Dr. G did not testify at the hearing nor did he address the criteria outlined in the ODG for this type of procedure. Dr. G suggested that the guidelines are generalizations and do not take into account each individual patient as a physician does in his treatment; However, Dr. G does not offer evidence-based medicine contrary to the opinion of the IRO or the ODG and he specifically does not address the fact that more than three months have elapsed since the injury. Therefore, the Claimant failed to offer evidence based medical evidence to establish that the requested treatment exceeding ODG recommendations is healthcare reasonably required for the compensable injury. Based on the evidence presented, the Claimant did not meet his burden to present evidence based medicine evidence contrary to the IRO's determination.

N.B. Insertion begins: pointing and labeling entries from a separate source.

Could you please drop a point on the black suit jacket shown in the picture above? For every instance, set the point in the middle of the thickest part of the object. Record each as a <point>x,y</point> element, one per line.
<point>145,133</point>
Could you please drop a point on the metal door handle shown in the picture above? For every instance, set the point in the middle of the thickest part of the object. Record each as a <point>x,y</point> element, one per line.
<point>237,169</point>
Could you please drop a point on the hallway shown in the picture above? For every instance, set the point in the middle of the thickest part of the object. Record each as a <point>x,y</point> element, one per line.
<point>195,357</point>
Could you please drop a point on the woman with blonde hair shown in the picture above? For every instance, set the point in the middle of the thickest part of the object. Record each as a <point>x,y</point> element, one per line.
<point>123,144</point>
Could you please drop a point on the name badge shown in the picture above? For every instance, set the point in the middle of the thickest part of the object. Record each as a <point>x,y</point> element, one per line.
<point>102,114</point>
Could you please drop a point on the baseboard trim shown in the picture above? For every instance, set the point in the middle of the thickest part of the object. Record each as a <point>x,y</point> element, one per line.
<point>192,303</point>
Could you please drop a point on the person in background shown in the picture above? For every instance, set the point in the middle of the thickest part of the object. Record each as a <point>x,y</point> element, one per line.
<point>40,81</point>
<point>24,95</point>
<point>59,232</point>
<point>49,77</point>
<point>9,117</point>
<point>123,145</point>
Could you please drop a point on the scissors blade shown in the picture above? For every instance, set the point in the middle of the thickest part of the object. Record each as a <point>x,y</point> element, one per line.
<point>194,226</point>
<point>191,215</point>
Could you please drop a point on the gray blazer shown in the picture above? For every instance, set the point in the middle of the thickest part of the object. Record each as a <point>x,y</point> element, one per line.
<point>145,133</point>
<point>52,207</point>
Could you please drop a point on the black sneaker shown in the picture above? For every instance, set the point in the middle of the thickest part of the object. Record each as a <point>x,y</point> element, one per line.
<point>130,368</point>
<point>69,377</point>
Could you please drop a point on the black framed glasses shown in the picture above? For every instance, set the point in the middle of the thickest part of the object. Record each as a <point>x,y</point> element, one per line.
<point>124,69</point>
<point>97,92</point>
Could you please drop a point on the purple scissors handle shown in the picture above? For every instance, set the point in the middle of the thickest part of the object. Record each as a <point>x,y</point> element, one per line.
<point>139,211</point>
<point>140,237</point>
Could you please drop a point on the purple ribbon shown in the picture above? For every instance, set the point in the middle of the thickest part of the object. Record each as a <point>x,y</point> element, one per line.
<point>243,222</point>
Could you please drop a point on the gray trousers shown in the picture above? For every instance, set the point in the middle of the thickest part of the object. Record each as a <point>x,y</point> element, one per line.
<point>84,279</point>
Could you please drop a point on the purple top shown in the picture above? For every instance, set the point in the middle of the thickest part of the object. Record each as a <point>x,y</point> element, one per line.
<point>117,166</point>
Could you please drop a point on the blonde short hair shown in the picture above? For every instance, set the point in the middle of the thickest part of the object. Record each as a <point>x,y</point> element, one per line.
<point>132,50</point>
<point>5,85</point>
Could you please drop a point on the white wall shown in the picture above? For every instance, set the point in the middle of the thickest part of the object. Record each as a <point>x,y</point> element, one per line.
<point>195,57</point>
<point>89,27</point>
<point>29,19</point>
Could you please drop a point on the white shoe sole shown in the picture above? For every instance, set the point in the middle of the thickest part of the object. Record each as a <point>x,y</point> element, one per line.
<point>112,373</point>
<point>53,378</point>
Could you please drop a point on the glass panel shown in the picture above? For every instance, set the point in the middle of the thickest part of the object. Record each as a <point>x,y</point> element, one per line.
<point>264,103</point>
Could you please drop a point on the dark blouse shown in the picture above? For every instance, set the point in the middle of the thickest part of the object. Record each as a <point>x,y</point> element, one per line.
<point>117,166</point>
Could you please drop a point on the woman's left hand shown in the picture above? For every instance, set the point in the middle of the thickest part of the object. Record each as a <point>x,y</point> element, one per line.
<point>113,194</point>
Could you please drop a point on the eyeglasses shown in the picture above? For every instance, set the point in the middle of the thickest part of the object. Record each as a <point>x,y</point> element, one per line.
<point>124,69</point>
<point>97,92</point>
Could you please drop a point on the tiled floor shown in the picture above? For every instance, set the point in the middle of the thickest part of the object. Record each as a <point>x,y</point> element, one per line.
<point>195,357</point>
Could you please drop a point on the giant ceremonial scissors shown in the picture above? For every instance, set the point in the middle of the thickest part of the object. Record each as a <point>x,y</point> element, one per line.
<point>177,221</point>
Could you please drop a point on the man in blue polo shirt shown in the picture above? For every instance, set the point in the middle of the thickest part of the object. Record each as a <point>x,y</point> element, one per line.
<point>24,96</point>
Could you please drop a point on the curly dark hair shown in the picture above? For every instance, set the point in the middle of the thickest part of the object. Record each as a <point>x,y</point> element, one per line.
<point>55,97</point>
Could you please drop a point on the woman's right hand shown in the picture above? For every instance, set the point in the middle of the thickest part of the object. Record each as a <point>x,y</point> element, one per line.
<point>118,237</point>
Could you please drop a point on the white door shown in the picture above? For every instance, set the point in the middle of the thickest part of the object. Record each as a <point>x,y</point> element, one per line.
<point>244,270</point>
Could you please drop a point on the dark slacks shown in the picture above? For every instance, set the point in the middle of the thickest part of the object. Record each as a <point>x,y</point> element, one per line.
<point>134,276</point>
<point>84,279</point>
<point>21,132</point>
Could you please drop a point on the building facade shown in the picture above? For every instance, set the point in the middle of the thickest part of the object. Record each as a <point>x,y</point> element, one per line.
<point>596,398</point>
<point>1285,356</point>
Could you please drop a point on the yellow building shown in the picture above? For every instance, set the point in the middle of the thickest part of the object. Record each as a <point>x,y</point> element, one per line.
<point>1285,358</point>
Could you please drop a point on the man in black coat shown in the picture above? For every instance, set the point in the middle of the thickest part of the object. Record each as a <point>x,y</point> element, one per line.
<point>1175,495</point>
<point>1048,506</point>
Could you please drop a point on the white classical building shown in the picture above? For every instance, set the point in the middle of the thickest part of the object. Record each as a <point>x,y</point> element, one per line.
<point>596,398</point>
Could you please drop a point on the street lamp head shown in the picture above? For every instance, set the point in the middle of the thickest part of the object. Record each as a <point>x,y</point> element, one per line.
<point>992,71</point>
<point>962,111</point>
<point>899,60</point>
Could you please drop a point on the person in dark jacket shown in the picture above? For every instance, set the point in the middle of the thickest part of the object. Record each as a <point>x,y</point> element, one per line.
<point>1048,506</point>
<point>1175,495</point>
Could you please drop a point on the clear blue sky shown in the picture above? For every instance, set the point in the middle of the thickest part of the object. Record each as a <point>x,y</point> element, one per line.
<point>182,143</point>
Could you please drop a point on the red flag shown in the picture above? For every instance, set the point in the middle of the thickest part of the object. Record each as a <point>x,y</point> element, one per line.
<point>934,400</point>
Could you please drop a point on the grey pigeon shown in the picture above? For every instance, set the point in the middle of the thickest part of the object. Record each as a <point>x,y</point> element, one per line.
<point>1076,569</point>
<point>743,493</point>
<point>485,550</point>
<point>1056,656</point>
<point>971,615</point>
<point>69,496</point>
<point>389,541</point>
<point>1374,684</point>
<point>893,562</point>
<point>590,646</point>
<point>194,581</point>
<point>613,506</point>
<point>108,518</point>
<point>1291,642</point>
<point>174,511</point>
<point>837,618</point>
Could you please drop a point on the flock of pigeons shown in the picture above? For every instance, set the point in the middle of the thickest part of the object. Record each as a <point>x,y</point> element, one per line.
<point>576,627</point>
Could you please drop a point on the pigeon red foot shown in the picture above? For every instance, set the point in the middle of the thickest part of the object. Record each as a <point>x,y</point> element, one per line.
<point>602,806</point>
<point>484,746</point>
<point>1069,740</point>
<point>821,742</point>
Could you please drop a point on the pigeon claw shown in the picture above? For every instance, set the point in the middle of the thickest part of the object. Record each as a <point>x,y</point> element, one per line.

Even though all the evidence presented was not discussed, it was considered. The Findings of Fact and Conclusions of Law are based on all of the evidence presented.
FINDINGS OF FACT
- The parties stipulated to the following facts:
A.Venue is proper in the (City) Field Office of the Texas Department of Insurance, Division of Workers’ Compensation.
B.Claimant sustained a compensable injury on _______________, while the employee of (Employer).
CONCLUSIONS OF LAW
- The Texas Department of Insurance, Division of Workers’ Compensation, has jurisdiction to hear this case.
- Venue is proper in the (City) Field Office.
- The preponderance of the evidence is not contrary to the decision of IRO that right shoulder arthroscopy to re-attach biceps is not reasonably required medical care for the compensable injury of _______________.
DECISION
Claimant is not entitled to right shoulder arthroscopy to re-attach biceps for the compensable injury of _______________.
ORDER
Carrier is not liable for the benefits at issue in this hearing. Claimant remains entitled to medical benefits for the compensable injury in accordance with §408.021.
The true corporate name of the insurance carrier is LIBERTY MUTUAL INSURANCE CORPORATION and the name and address of its registered agent for service of process is
CORPORATION SERVICE COMPANY
701 BRAZOS STREET, SUITE 1050
AUSTIN, TEXAS 78701
Signed this 26th day of January, 2010.